When you turn the heat up in my apartment, it smells exactly like someone cooking a grilled cheese. As I absolutely love grilled cheeses, this is one of the things that makes fall and winter my favorite time of year. I have found myself proclaiming that a lot lately, and have gotten some odd “Oooooh Pye – You’re just so cool, edgy and different” looks. So I thought I’d better make a quick list of other reasons I greatly prefer the November-March months.
1. Jackets: I routinely carry an iPod, cell phone, Altoids, wallet, keys and a camera. This can become challenging when it’s July in Boston and you’re considering leaving the apartment in shorts and your female roomate’s halfshirt.

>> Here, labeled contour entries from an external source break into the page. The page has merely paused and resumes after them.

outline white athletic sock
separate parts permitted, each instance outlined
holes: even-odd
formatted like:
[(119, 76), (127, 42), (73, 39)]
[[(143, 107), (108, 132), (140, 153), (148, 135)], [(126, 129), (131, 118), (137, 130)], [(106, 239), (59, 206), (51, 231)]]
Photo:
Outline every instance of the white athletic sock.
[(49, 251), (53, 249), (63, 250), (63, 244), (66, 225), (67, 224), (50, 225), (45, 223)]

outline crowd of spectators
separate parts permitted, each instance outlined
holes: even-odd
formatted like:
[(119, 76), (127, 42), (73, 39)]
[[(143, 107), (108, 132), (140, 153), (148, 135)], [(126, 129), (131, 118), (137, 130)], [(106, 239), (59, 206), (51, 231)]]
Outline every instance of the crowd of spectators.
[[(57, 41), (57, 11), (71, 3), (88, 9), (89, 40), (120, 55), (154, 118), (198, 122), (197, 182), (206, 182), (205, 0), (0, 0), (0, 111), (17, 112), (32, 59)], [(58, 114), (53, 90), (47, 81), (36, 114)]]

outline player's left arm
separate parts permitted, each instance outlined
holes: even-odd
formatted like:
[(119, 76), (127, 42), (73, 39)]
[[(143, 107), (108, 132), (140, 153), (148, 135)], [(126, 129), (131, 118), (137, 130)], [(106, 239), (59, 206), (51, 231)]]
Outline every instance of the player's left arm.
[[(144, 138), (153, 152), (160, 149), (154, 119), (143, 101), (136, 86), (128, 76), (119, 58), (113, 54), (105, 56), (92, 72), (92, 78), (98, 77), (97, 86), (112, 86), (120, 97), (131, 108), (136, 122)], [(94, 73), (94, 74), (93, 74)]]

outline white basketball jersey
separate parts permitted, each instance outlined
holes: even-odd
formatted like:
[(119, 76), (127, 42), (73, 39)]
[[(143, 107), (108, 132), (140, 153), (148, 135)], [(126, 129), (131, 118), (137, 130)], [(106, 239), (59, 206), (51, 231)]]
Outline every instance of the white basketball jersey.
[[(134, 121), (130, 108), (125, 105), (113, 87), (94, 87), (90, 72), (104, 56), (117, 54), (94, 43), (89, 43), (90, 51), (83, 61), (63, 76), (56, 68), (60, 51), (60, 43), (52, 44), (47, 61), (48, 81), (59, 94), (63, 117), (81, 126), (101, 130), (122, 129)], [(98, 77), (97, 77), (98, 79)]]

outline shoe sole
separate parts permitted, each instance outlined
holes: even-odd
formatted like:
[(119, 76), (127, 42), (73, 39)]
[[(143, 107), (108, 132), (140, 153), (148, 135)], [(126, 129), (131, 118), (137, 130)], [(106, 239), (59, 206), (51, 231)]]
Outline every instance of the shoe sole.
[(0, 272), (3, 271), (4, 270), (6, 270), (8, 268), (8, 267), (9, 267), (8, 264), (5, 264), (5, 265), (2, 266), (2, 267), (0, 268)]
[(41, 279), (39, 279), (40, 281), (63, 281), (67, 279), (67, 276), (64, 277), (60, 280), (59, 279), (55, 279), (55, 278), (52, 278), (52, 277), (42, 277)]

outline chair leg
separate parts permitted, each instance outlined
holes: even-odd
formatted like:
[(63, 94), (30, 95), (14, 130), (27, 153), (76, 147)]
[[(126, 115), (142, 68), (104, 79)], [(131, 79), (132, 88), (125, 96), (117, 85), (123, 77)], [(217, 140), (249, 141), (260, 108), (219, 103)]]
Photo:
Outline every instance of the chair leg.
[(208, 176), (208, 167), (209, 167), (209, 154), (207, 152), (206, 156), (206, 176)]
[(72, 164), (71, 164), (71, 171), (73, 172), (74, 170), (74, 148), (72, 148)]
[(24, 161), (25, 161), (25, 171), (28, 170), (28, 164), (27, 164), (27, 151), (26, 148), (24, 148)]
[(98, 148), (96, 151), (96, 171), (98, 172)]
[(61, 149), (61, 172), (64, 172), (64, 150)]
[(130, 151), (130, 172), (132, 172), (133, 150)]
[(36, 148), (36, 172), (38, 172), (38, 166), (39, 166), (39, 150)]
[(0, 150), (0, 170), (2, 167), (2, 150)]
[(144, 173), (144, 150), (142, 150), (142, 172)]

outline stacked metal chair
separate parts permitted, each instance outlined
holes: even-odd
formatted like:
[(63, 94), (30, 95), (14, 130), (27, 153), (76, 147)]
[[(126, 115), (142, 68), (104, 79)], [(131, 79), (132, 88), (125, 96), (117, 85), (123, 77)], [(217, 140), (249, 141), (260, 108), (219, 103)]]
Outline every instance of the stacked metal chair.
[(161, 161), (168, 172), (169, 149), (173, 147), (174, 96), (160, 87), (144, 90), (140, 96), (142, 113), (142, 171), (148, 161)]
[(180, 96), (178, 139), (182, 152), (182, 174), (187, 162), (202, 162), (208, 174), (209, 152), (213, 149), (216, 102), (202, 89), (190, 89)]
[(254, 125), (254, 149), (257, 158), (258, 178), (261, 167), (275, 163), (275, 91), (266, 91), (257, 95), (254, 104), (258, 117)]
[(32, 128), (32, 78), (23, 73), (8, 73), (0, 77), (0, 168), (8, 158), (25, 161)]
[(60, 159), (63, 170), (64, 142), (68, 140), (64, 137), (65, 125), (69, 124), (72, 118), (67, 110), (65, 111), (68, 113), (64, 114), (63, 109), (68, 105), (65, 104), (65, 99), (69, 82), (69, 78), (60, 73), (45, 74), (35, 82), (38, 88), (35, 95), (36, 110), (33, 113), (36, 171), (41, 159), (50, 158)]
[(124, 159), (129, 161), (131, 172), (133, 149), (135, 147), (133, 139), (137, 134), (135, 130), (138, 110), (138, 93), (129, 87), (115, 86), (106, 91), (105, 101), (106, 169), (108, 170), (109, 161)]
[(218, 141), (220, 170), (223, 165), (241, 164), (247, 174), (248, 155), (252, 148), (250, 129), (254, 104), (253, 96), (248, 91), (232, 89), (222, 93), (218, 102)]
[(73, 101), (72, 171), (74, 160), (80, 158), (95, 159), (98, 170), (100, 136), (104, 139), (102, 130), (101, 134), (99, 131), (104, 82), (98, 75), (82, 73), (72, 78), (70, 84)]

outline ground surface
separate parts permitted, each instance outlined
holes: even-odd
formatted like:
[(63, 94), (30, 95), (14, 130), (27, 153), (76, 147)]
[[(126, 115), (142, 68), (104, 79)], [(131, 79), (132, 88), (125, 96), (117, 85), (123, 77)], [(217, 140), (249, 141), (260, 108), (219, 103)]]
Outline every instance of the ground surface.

2. Dry cleaning bills: For those of us who have to dress up for work, it’s no fun to start sweating like you’re in one of Jimmy Tango‘s vibrating heat bead suits before you even get on the MBTA. Thanks to Old Man Winter, I can now actually choose the times at which I want to sweat like a prostitute in church.
3. Obviously, the grilled cheese thing.
4. Tourist culling: Extreme cold cuts the foot traffic in this little section of Disneyland we call the North End in half. I can get where I need to go without walking down the middle of the street and then having to come to a full stop to the side whenever a car comes through. It’s getting harder and harder to resist the urge to yell “It’s not called a fucking sidestand!” every year.

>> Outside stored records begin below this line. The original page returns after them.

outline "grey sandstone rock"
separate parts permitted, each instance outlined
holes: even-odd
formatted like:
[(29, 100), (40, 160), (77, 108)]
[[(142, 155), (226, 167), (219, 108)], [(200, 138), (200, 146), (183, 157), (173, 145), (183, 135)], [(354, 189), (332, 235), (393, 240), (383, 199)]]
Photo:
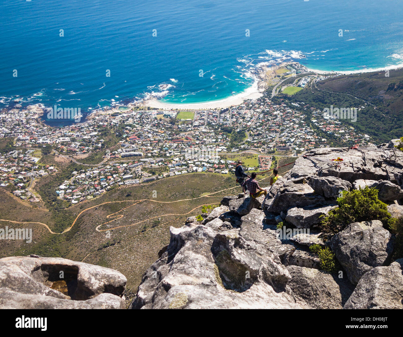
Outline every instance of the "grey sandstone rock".
[(351, 188), (351, 184), (335, 177), (311, 177), (309, 180), (309, 184), (315, 193), (325, 198), (336, 200), (340, 191), (349, 191)]
[(403, 206), (393, 204), (388, 206), (388, 211), (392, 215), (392, 217), (398, 218), (403, 217)]
[(259, 205), (256, 199), (253, 198), (241, 198), (230, 201), (229, 210), (237, 213), (240, 215), (247, 214), (253, 208)]
[(203, 221), (203, 223), (205, 224), (209, 221), (211, 221), (213, 219), (218, 218), (223, 213), (225, 213), (228, 211), (228, 206), (222, 205), (218, 207), (216, 207), (210, 212), (210, 214)]
[[(283, 261), (283, 263), (285, 261)], [(317, 256), (309, 252), (296, 249), (287, 259), (285, 265), (298, 266), (308, 268), (319, 269), (320, 259)]]
[(388, 263), (393, 238), (379, 220), (354, 222), (334, 236), (330, 246), (350, 281), (357, 284), (366, 273)]
[(289, 284), (305, 308), (341, 309), (354, 289), (346, 280), (323, 271), (297, 266), (287, 269), (291, 275)]
[(238, 196), (236, 195), (227, 195), (222, 198), (221, 200), (221, 204), (222, 205), (229, 207), (229, 202), (231, 200), (236, 200), (238, 199)]
[(276, 227), (266, 224), (265, 216), (263, 212), (253, 209), (242, 217), (239, 235), (245, 240), (267, 244), (283, 260), (285, 255), (295, 250), (295, 247), (289, 241), (282, 241), (278, 238)]
[(143, 275), (131, 308), (300, 307), (289, 273), (266, 245), (202, 225), (170, 232), (167, 251)]
[(320, 217), (327, 214), (336, 207), (335, 205), (330, 205), (318, 207), (293, 207), (287, 211), (285, 220), (298, 228), (309, 228), (319, 225), (321, 221)]
[(280, 213), (294, 207), (327, 203), (324, 197), (315, 193), (305, 178), (301, 178), (285, 182), (278, 190), (268, 210)]
[(345, 309), (403, 309), (403, 258), (361, 277)]
[(126, 282), (113, 269), (60, 258), (0, 259), (0, 302), (6, 308), (123, 308)]

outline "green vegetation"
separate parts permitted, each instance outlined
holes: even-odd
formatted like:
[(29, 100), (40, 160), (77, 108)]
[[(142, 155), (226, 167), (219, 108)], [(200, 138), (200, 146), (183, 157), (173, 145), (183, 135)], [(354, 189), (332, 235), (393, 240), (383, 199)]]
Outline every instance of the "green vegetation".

5. Deep fried turkey: Amazing with pesto injected under the skin. Nice one, Jim.
6. Peripheral Sox Fans: If you’re truly a baseball nut, and used to go to games with your deceased uncle, I am not talking to you. I am referring to the legions of Boston residents with severe identity crisises who wear the hats, talk incessantly about Manny and go batshit on the subway on the way to lousy Fenway seats seemingly 6 days a week. When they were teenagers, they would have gotten a tattoo, pierced their nose or started dressing like Trent Reznor. Now they call themselves Soxgrrl78 on Match and MySpace and would rather watch Fever Pitch than Citizen Kane.
7. Hockey: I love hockey, and I love hockey fans. Walking 5 minutes from my home and being at the Garden is not a luxury I will have forever. In terms of overrunning the city, remember that Bruins fans are located mostly in the suburbs, then effectively corralled into North Station so as not to offend the rest of the populous. I mean, they get off the commuter rail, and they’re right there. But the best thing about preferring to hang out with B’s fans rather than Sox fans is that they might pave your driveway for a ride back to Stoneham.
I could go on. Just please trust me when I tell you I look forward to cold weather, and am not trying to impress anyone that doesn’t have half a grilled cheese sandwich in their breast pocket. Back to the blog development consulting. Damn it, I did it again guys.